Disgraceful UEFA sanctions!
By: Tugdual Le Lay (The author is 25 years old from France. He is an expert on European affairs. He used to work at the European Parliament and lived and worked in Prishtina, Kosovo for nearly a year. He currently is General Manager of a basketball team.)
29 October, 2014 @10:09
Let’s be very clear right away. The idea of a drone flying over Belgrade’s stadium with a banner at the glory of Greater Albania during a Serbia-Albania football game is a violent, harmful and useless provocation. I can’t believe a single second no one could see it coming. Those who did it knew what could potentially happen. They started it.
I can’t believe a moment this was done with the willingness of making of this football game the historic occasion of bridging the wide gap (read cliff or canyon) between Serbs and Albanians; it’s a real pity. Sport has this ability to bring people together if it is used that way. It can also tear people apart and that was apparently how some wanted it to be.
Be that as it may, UEFA sanctions are a disgrace.
At the end of the day, Serbia won the game (what a message!) but won’t get the 3 points. Albania lost by forfeit. On this point, both stand on an equal footing, they won’t get any point from this terrible show; after all, it is the strict minimum. Additionally, both Federations are deemed to pay a €100,000 fine. For what exactly we don’t know - but hey, again, both were treated equally; why not… both have responsibilities for what happened.
Now is where it gets absolutely shameful. Serbia will have to play its next two official UEFA games behind closed doors. That’s the only difference between sanctions against both federations. For the record, Monaco got to play one game behind closed doors last season because fans invaded the pitch to celebrate their accession to the first league, two years ago. Standard de Liège in Belgium got one because security couldn’t be guaranteed around the pitch. I’m not talking of actual violence on the pitch, but risks of. That’s worth one game behind closed doors. Let us agree that what happened in Serbia probably seems very comparable to the UEFA… provided the sanction is not so different!
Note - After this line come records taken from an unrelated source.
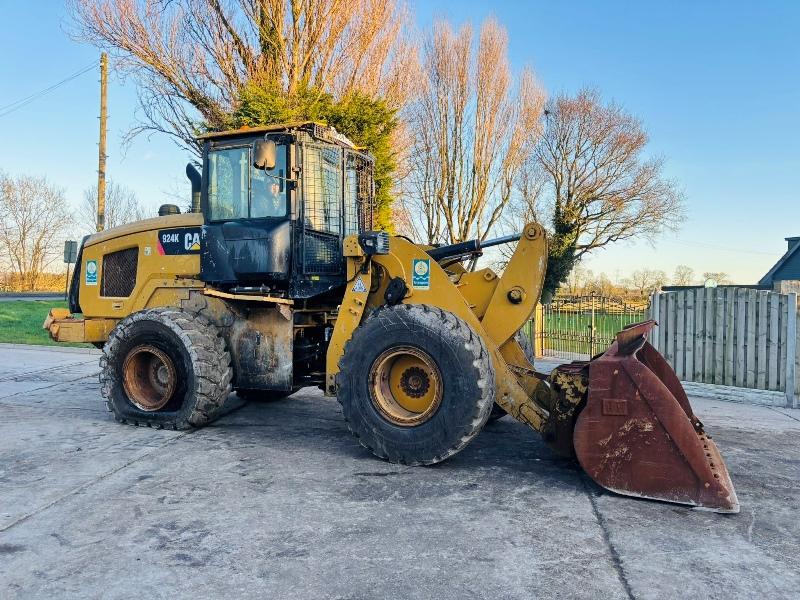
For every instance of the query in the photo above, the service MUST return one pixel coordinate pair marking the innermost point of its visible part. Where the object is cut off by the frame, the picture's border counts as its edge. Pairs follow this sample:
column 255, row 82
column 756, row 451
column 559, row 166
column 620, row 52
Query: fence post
column 655, row 301
column 791, row 351
column 538, row 332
Let me remind you. We’re talking about people (let’s not call them fans) actually punching players in the face, hitting them with chairs, throwing bottles at them. And that’s putting the Serbian chants asking for all Albanians to be murdered, aside. What an organization. So compared to Monaco and/or Standard, all that would only be worth a single miserable additional game behind closed doors – are they serious?
What one has witnessed in Belgrade is of an extraordinary violence. It’s not even sports. Those are scenes of chaos, and should be sanctioned as such. Let me be clear. I think the Serbian Federation is a victim of their so called ‘fans’… but someone has to pay for it. Exactly like the Albanian federation may have to bear responsibility for the flag (if we don’t consider the host responsible for safety above and around its own stadium), although it’s also a victim… but someone has to pay for it; again.
The Serbian federation being, at the end of the day, equally sanctioned is a joke. The behavior of some stupid Serbs is under no circumstances comparable to the flying flag provocation – no matter how violent/stupid/harmful the idea is. I simply cannot accept nor understand such a judgment.
By fear of God knows what, UEFA wanted to equally sanction events that can’t be compared. That is, put simply, unfair; or the art of sanctioning without deciding. Let’s be honest, such a bad decision can lead to unforeseeable reactions, which might go way beyond football. The message sent by the UEFA today is absolutely disastrous; not only for football or sport ethics, but for the entire region and its political stability. Nothing more, nothing less.
The UEFA is responsible. They agreed that Spain and Gibraltar can never fall in the same group; neither can Azerbaijan and Armenia – for political reasons. Why on Earth did they authorize that game in the first place? Deal with it, UEFA!